Guardiões da Galáxia | Crítica | Guardians of the Galaxy, 2014, EUA
Guardiões da Galáxia é espirituoso e engraçado como poucos filmes de aventura. Pode não ser o melhor do universo Marvel. Mas com certeza é o mais divertido até então.
Com Chris Pratt, Zoe Saldana, Dave Bautista, Vin Diesel, Bradley Cooper, Lee Pace, Michael Rooker, Karen Gillan, Djimon Hounsou, John C. Reilly, Glenn Close, Benicio del Toro e Josh Brolin. Roteirizado por James Gunn e Nicole Perlman, baseado nos quadrinhos da Marvel Comics. Dirigido por James Gunn.

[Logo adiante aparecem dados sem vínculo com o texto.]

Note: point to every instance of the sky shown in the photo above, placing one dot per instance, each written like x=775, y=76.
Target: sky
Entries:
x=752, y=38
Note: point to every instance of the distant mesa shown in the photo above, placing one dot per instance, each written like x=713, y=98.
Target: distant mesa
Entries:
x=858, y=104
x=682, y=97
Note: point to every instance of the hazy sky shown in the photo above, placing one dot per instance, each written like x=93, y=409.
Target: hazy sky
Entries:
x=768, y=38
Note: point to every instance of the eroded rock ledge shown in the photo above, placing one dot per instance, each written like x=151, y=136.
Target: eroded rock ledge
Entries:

Mais um filme da Marvel, você pode pensar. E haverá um momento em que um filme enfadonho atrás do outro irá aparecer, e o estúdio vai ter que se reinventar. Felizmente, esse momento ainda não chegou. Guardiões da Galáxia é divertido, espirituoso com personagens marcantes e um roteiro empolgante e bem amarrado do começo ao fim. Apesar de ser um filme com poucas pretensões, leva o universo que começou em 2008 para uma realidade cósmica, onde a ficção científica tem o direito de brincar com alguns conceitos que temos como certos, mas que, no fim das contas, parece não importar muito em nome da irreverência.

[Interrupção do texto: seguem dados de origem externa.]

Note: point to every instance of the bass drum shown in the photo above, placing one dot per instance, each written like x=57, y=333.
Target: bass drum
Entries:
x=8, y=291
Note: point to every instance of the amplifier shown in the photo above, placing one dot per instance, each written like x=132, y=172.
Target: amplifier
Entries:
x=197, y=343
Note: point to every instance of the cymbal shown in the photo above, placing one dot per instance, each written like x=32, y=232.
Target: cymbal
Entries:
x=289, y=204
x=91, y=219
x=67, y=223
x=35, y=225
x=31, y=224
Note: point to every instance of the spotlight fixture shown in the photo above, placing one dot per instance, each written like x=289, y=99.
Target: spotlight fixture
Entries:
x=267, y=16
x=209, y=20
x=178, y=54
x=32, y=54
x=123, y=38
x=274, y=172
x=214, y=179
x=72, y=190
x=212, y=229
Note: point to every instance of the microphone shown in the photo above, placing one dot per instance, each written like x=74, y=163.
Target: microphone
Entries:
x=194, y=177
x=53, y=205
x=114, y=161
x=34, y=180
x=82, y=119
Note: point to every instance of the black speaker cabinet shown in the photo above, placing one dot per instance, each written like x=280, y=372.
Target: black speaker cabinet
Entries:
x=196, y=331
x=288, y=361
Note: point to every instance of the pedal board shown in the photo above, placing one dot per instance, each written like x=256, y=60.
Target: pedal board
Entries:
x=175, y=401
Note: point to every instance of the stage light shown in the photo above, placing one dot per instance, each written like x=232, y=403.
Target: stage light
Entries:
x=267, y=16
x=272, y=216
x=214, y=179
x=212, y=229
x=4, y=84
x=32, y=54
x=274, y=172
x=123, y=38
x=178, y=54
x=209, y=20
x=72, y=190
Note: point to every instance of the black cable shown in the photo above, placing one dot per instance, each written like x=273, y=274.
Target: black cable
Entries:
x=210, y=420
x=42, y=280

Peter Quill (Pratt), que atende pela alcunha de Senhor das Estrelas, é um caçador de objetos que atende quem pagar mais pelos seus serviços de mercenário. Quando ele tem a missão de achar um orbe num planeta abandonado, Peter chama atenção do kree Ronan (Pace), um radical da raça que deseja o objeto para si para destruir um planeta inteiro. Peter acaba sendo caçado tanto por ele quanto por Rocket (Cooper), Groot (Diesel) – que o querem como recompensa – e Gamora (Saldana), que quer o orbe para seus próprios propósitos. Esses criminosos, que ainda encontram Drax, o Destruidor (Bautista), se unem para explorar o valor que o orbe tem, mesmo que Thanos (Brolin) esteja atrás dele.
O diretor começa a história muito bem, e em menos de cinco minutos já apresenta o passado do herói e como ele foi parar no espaço. Não são informações sutis, apesar de não sabermos quem é o pai de Peter – um ser de luz, é tudo que a mãe moribunda deixa escapar – mas há um dinamismo ótimo que já manda o jovem Peter para o espaço. E detalhe que alguns momentos antes ele escutava um toca-fitas com o aro ligeiramente para cima, dando a ele uma impressão alienígena.
O pulo de quase 30 anos mostra um personagem já conhecedor do seu ofício e que ainda consegue se divertir enquanto trabalha, sempre carregando o velho toca-fitas com as músicas que a mãe mixou para ele. Além de ser um totem, serve também para mostrar as diferenças entre tecnologias, pois ao mesmo tempo em que ele está ouvindo música num objeto jurássico, ele carrega algum tipo de scanner que mostra fantasmas – melhor dizendo, assinaturas elétricas – do passado de um planeta devastado.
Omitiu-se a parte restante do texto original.